Herbivory, rather than seedling competition, was the limiting factor for plant performance among post-fire (Whiteman Park) and post-mined reclamation areas. The plants in the post-fire area were far smaller and more limited in water and nutrient content than plants from the fertilised minesites. These differences may account for the dramatic increase in kangaroo density on the mines, and the decrease at Whiteman Park. High herbivory levels in the post-fire area were not expected under the theoretical framework of kangaroos selecting greater nutrient (especially nitrogen) content of plants [12, 19]. Our results suggest the similar herbivory rate at Whiteman Park, despite fewer herbivores, may have been related to the inability of the post-fire system to sustain a similar level of herbivores at these sites. This is in contrast to Caughley et al [16] who suggests that herbivore numbers did not increase following fire in Mallee Scrub because plentiful winter rains left alternative food sources available elsewhere. Consequently 'burning for grazing' was recommended when winter brings plentiful rains. On both mines, it is likely that animals were increasingly attracted to the new vegetation as seedlings became more apparent, and moved onto sites from nearby forest areas.

Location effects were expected for all species; we observed early in the project that the post-mined communities were recovering far more rapidly than the post-fire community. This may be attributed to the increased water availability on the mines while the leached sands of Whiteman Park has resulted in plants showing lower levels of phosphorus, potassium and usually nitrogen. We expected a higher level of interactions between herbivory and plant competition. Gurevitch [33] and Fowler [34] suggested that the removal of competitors has a greater effect in the absence of herbivores. This was not so for the nine species examined here: increased density (competition) made little difference to performance in the presence or absence of herbivores.

Impact was a function of the level of herbivory on the minesites, but not post-fire sites. On the minesites, the stronger relation between browsing and impact (biomass loss) may be due to the increased kangaroo density and the high plant vigour from fertilised seedlings [11]; when plants were consumed they were eaten to death. The non significant linear correlation between browsing and impact at Whiteman Park may have been due to mixed diet factors and plant apparency [35]. When nutrients are limited herbivores will often take selectively from plants and plant parts without heavy consumption of each individual [17]. Small grasslike plants at Whiteman are normally favoured, the Xanthorrhoea species may have been browsed less intently because they were not as apparent to the herbivores as larger species.
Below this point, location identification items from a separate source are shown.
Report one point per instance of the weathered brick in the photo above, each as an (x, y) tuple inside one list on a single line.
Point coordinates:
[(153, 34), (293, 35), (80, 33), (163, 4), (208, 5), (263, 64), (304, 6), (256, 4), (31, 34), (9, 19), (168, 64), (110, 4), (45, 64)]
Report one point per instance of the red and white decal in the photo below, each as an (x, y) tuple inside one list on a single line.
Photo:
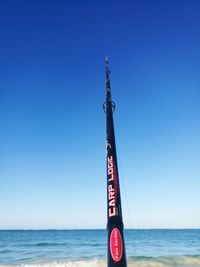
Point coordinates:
[(116, 246)]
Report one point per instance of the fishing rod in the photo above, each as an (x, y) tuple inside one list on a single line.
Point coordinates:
[(116, 247)]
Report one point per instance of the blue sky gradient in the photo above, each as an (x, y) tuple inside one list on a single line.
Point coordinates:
[(52, 132)]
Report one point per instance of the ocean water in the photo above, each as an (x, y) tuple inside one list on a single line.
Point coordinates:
[(88, 248)]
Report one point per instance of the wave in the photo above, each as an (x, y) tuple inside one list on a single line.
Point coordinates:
[(180, 261)]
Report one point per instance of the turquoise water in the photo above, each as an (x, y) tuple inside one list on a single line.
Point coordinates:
[(59, 248)]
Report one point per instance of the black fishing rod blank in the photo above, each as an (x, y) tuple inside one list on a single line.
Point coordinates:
[(116, 247)]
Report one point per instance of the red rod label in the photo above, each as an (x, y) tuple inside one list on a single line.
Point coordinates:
[(112, 187), (116, 246)]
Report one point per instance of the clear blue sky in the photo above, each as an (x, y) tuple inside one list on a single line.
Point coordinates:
[(52, 130)]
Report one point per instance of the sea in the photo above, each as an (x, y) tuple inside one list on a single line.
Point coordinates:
[(88, 248)]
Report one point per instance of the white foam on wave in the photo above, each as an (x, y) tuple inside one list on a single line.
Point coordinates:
[(183, 261)]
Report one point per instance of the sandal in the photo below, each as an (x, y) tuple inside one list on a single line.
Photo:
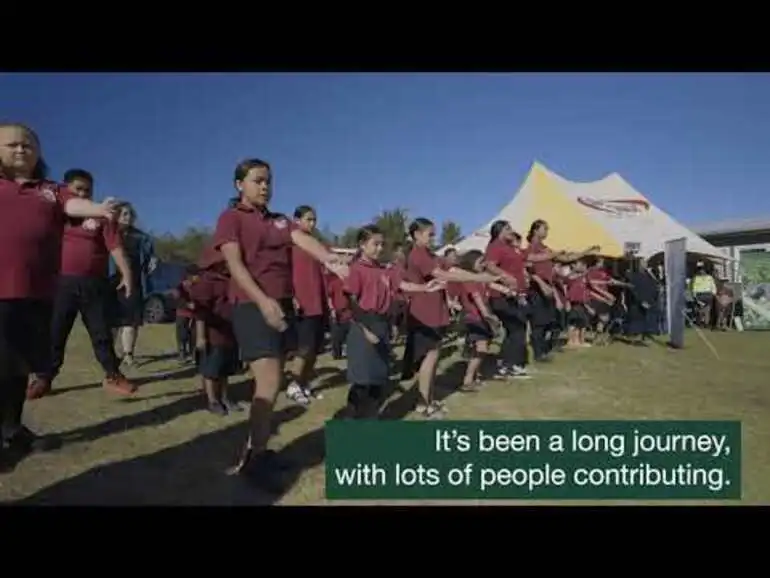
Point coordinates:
[(429, 411), (473, 387)]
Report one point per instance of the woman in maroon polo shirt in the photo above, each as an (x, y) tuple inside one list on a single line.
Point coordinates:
[(312, 313), (580, 312), (83, 288), (371, 288), (504, 257), (215, 342), (428, 312), (257, 244), (542, 297), (33, 212)]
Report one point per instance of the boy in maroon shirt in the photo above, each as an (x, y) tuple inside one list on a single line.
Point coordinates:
[(33, 212), (428, 313), (310, 306), (256, 244), (580, 312), (371, 289), (339, 310), (83, 288)]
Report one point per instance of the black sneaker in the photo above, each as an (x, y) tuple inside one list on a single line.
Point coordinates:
[(6, 463), (268, 472), (216, 408), (232, 406), (25, 442)]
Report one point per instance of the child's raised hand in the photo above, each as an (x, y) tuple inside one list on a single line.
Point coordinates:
[(434, 285), (370, 337)]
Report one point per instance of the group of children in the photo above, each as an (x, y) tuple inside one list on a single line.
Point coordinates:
[(416, 295), (265, 291)]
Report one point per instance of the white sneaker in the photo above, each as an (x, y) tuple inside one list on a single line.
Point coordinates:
[(295, 393), (518, 372), (310, 394)]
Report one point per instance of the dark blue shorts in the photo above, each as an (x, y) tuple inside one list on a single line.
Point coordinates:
[(219, 362), (257, 339)]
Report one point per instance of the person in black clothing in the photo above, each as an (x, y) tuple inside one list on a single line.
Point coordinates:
[(642, 302), (129, 307)]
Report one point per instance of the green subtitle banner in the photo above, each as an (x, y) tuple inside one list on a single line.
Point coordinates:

It is interesting to note that at the driest location, Whiteman Park, leaf water content was most closely correlated with extent of browsing. The same trend occurred with phosphorus and potassium, as they both became criteria for selection when in short supply. This is consistent with the findings of Villalba et al. [6] and Scott and Provenza [36] for bovines and Parsons [5] for macropods. Each has demonstrated that the criteria for herbivore selection may change according to availability within the diet.
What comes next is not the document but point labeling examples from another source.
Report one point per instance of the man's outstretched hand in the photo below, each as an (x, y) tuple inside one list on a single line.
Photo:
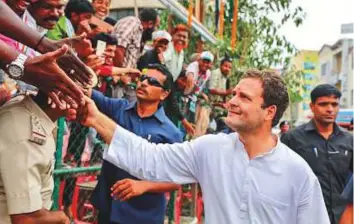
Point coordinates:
[(44, 72), (88, 114), (128, 188), (69, 62)]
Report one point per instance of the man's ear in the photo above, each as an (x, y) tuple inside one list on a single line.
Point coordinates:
[(271, 111), (165, 94)]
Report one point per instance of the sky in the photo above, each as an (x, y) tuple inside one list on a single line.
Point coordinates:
[(322, 24)]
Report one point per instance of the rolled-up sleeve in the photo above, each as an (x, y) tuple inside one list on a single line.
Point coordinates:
[(155, 162), (311, 207)]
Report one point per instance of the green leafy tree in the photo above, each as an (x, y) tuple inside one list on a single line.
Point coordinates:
[(259, 43)]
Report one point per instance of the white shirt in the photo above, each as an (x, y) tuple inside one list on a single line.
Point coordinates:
[(199, 82), (173, 60), (277, 187)]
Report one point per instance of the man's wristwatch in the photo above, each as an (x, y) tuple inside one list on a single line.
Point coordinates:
[(16, 68)]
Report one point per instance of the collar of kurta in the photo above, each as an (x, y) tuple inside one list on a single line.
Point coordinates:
[(311, 126)]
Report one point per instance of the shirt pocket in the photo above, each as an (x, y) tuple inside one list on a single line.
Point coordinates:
[(270, 210), (312, 155), (341, 160)]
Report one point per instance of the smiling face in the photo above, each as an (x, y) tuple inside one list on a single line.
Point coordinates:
[(245, 112), (101, 8), (180, 40), (226, 68), (47, 12), (160, 45), (325, 109), (19, 6), (147, 91)]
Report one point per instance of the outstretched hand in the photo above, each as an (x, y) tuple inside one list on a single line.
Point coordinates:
[(43, 71), (69, 62), (128, 188)]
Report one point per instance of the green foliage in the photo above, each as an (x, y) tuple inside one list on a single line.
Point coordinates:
[(259, 43), (294, 80)]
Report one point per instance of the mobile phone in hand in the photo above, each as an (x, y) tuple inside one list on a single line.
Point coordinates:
[(101, 47)]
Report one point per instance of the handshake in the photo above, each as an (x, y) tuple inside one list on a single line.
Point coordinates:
[(87, 114)]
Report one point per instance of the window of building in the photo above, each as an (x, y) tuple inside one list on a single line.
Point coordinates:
[(324, 69)]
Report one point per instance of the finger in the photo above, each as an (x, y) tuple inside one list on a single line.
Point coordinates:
[(68, 87), (124, 193), (55, 99), (70, 102), (68, 93), (81, 37), (82, 68), (54, 55), (120, 188), (127, 197), (71, 114)]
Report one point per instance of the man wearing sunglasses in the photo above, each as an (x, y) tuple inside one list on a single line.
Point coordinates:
[(139, 201)]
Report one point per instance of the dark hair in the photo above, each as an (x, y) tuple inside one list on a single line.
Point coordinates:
[(78, 7), (283, 123), (181, 27), (275, 91), (324, 90), (146, 15), (109, 39), (226, 59), (110, 21), (163, 69)]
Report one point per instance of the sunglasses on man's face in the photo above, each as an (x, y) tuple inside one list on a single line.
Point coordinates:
[(152, 81)]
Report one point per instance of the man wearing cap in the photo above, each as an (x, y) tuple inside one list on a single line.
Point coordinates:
[(160, 39), (198, 73), (174, 55)]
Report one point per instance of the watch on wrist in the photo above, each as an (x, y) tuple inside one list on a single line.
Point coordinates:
[(16, 68)]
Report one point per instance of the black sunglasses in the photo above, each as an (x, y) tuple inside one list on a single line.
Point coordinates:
[(152, 81)]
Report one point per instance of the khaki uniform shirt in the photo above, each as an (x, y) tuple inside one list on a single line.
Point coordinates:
[(26, 168)]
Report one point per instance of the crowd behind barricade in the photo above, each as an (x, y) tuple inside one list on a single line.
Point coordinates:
[(54, 52)]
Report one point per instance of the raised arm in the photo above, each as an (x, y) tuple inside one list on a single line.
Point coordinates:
[(311, 208), (154, 162)]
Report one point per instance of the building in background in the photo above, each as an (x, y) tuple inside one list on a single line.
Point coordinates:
[(337, 65), (307, 62)]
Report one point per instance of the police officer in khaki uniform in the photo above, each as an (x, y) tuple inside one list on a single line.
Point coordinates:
[(26, 163)]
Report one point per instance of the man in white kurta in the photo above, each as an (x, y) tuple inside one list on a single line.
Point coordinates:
[(247, 176)]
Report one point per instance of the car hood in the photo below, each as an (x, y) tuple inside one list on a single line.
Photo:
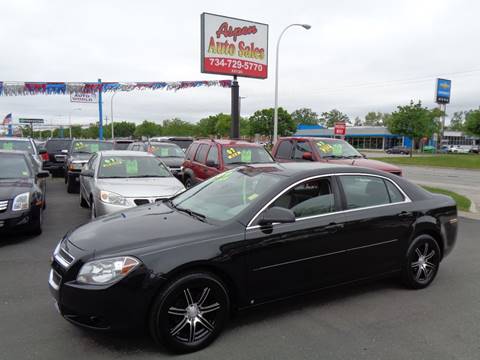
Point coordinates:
[(174, 162), (142, 187), (9, 188), (156, 225), (372, 164)]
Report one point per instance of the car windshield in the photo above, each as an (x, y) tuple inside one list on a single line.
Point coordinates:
[(16, 145), (333, 148), (227, 194), (245, 155), (57, 145), (132, 167), (166, 150), (13, 167), (90, 147)]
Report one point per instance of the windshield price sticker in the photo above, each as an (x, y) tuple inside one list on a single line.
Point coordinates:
[(337, 150), (233, 153), (131, 167), (324, 147), (247, 156)]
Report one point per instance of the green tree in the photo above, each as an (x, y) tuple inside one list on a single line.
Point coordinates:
[(329, 118), (472, 122), (124, 129), (148, 129), (261, 122), (177, 127), (415, 121), (305, 116), (457, 123)]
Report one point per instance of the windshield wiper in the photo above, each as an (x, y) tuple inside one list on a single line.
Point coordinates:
[(190, 212)]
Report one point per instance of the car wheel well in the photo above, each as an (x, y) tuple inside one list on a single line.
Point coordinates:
[(435, 235)]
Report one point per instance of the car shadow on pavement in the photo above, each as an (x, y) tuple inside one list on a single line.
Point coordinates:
[(140, 341)]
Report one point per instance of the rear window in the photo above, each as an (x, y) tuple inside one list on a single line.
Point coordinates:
[(17, 145), (57, 145), (245, 155)]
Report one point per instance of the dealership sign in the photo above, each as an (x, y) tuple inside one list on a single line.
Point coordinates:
[(340, 129), (442, 93), (234, 47), (84, 98)]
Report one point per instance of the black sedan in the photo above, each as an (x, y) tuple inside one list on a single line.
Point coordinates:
[(22, 193), (246, 237)]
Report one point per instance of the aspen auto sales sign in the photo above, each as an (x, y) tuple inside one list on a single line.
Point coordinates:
[(234, 47)]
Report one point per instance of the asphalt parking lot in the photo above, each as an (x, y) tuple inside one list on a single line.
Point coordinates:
[(379, 320)]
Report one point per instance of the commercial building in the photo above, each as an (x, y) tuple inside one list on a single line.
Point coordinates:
[(379, 138)]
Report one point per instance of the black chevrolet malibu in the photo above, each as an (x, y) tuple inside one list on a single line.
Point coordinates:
[(245, 237)]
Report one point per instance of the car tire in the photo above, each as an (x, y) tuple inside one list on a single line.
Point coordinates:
[(71, 188), (83, 202), (188, 182), (421, 262), (36, 228), (190, 313)]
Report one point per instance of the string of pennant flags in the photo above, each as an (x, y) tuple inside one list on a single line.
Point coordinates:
[(17, 88)]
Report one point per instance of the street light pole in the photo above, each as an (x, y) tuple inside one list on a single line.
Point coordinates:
[(275, 113), (111, 113)]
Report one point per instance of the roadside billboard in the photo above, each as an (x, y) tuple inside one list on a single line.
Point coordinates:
[(84, 98), (442, 91), (231, 46)]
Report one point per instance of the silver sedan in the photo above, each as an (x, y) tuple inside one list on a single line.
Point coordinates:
[(112, 181)]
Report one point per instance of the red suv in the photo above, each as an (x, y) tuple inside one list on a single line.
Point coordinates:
[(327, 150), (207, 158)]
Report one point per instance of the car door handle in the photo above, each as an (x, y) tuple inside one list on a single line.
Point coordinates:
[(333, 227)]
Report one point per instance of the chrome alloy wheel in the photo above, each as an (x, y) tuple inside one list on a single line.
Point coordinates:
[(424, 263), (191, 320)]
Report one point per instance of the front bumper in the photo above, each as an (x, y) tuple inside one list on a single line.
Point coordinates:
[(123, 305)]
Among the nine species we examined, the selection (% browsed) of a plant species was inversely correlated with initial (pre-exclosure removal) shoot mass. This seems to be due to smaller species having a grasslike growth form which is more attractive to kangaroos. However, we caution that this is not always the case. When working with 24 species from the same system, we have demonstrated that some commonly browsed species had the highest biomass when browsed, though in the case of one shrub, Viminaria juncea, its foliage was also grasslike [21].